I just thought to run the Walk Scores for my workplace and its previous location. My company used to be in the downtown of my local suburb, and that location gets a score of 88. Its current location in an office park in a neighboring suburb gets a score of 54. And the contrast is quite distinct; at our old location, we were just down the block from the public library, the post office, an independent bookstore and various local mom & pop restaurants and businesses. So it was easy to walk to lunch or get coffee. Now we're a bit of a hike away from any eating establishments, so if we want to go out for lunch, we typically need to drive. And it's a far less aesthetically interesting area - despite a nice park not too far away, the main things in the area are car dealerships.

Dan Benson said...

My neighborhood scored a 66. Which I actually think is low. We live where we live because we can pretty much walk anywhere we need.

By the way. I like your website. Haven't read the book yet, but will.

Unknown said...

My new neighborhood scored a low 38 but it sure beats my hour commute! Interesting ideas for thinking about your living spaces.

Anonymous said...

Hi Al,

I'm so sorry to be off-topic but i couldn't figure any other way to ask you this. I noticed you were reading Mouse Morality recently and was wondering if it was any good, and also if you know of any other similar books on Disney (that doesn't fall into the incomprehensible jargon of media/cultural studies)? Thanks.

Al Hsu said...

Brian - Mouse Morality is definitely an academic text, using cultural studies/rhetorical analysis and such. Quite substantive but fairly accessible, I think, and has some helpful insights. But not for the average person in the pew or for a small group discussion; you need to be a fairly motivated reader, and it helps to have some background in media criticism or communication studies.
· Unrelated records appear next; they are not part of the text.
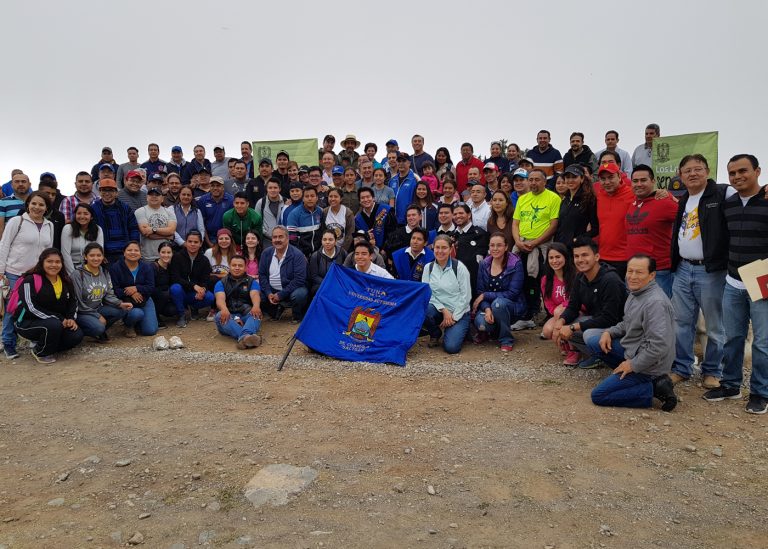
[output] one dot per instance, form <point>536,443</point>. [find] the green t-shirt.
<point>535,211</point>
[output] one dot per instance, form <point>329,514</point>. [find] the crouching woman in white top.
<point>448,310</point>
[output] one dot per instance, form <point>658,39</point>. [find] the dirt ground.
<point>518,460</point>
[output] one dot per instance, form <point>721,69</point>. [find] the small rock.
<point>206,536</point>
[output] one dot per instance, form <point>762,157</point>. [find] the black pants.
<point>49,335</point>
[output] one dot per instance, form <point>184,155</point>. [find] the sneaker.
<point>523,325</point>
<point>572,358</point>
<point>710,382</point>
<point>43,359</point>
<point>11,354</point>
<point>721,393</point>
<point>252,341</point>
<point>590,363</point>
<point>677,378</point>
<point>757,404</point>
<point>664,390</point>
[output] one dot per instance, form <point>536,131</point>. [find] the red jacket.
<point>462,169</point>
<point>649,224</point>
<point>611,214</point>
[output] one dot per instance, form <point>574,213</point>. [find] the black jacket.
<point>714,233</point>
<point>603,299</point>
<point>190,272</point>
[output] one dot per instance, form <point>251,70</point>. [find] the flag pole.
<point>291,343</point>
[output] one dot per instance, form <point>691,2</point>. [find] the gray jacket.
<point>647,331</point>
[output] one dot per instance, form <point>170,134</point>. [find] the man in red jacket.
<point>614,197</point>
<point>649,224</point>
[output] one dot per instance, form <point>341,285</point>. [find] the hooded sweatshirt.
<point>648,331</point>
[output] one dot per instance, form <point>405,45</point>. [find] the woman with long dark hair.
<point>556,285</point>
<point>77,234</point>
<point>47,308</point>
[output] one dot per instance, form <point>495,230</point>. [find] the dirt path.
<point>523,460</point>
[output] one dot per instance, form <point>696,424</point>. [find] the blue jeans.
<point>693,289</point>
<point>592,341</point>
<point>234,330</point>
<point>664,280</point>
<point>634,391</point>
<point>182,299</point>
<point>503,315</point>
<point>453,337</point>
<point>740,309</point>
<point>90,324</point>
<point>9,330</point>
<point>143,319</point>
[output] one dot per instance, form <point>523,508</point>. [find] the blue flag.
<point>360,317</point>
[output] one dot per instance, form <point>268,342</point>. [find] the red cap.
<point>610,168</point>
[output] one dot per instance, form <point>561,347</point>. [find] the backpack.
<point>13,298</point>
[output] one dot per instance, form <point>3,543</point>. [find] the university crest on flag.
<point>359,317</point>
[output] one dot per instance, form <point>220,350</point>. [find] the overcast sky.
<point>79,75</point>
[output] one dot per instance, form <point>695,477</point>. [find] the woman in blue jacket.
<point>501,301</point>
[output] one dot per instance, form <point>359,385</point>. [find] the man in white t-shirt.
<point>156,224</point>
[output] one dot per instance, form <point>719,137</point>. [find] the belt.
<point>697,262</point>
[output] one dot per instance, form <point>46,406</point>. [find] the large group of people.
<point>584,247</point>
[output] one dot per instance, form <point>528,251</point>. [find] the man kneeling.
<point>238,300</point>
<point>643,357</point>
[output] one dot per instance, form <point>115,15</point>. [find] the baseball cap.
<point>107,183</point>
<point>520,172</point>
<point>575,170</point>
<point>610,168</point>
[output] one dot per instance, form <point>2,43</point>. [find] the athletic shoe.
<point>710,382</point>
<point>721,393</point>
<point>11,354</point>
<point>590,363</point>
<point>664,390</point>
<point>252,341</point>
<point>757,404</point>
<point>677,378</point>
<point>523,325</point>
<point>572,358</point>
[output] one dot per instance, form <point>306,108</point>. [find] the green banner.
<point>668,151</point>
<point>301,151</point>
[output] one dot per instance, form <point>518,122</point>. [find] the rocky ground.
<point>121,445</point>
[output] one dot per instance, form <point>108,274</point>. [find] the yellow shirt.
<point>535,212</point>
Another academic book that I read some years ago is The Magic Kingdom of God, which looked at Disney (and its theme parks in particular) as an alternate secular kingdom. Very good analysis and insights into Disney's appeal as the "happiest place on earth," that they're tapping into humanity's latent spiritual longings for a kingdom of shalom and fulfillment.

A much more popular kind of book is The Gospel According to Disney, by Mark Pinsky. This one is kind of fun and goes through every Disney animated film made, but some of the observations are pretty obvious, not much deeper than typical movie reviews.

Those are the main ones that come to mind. Hope that helps!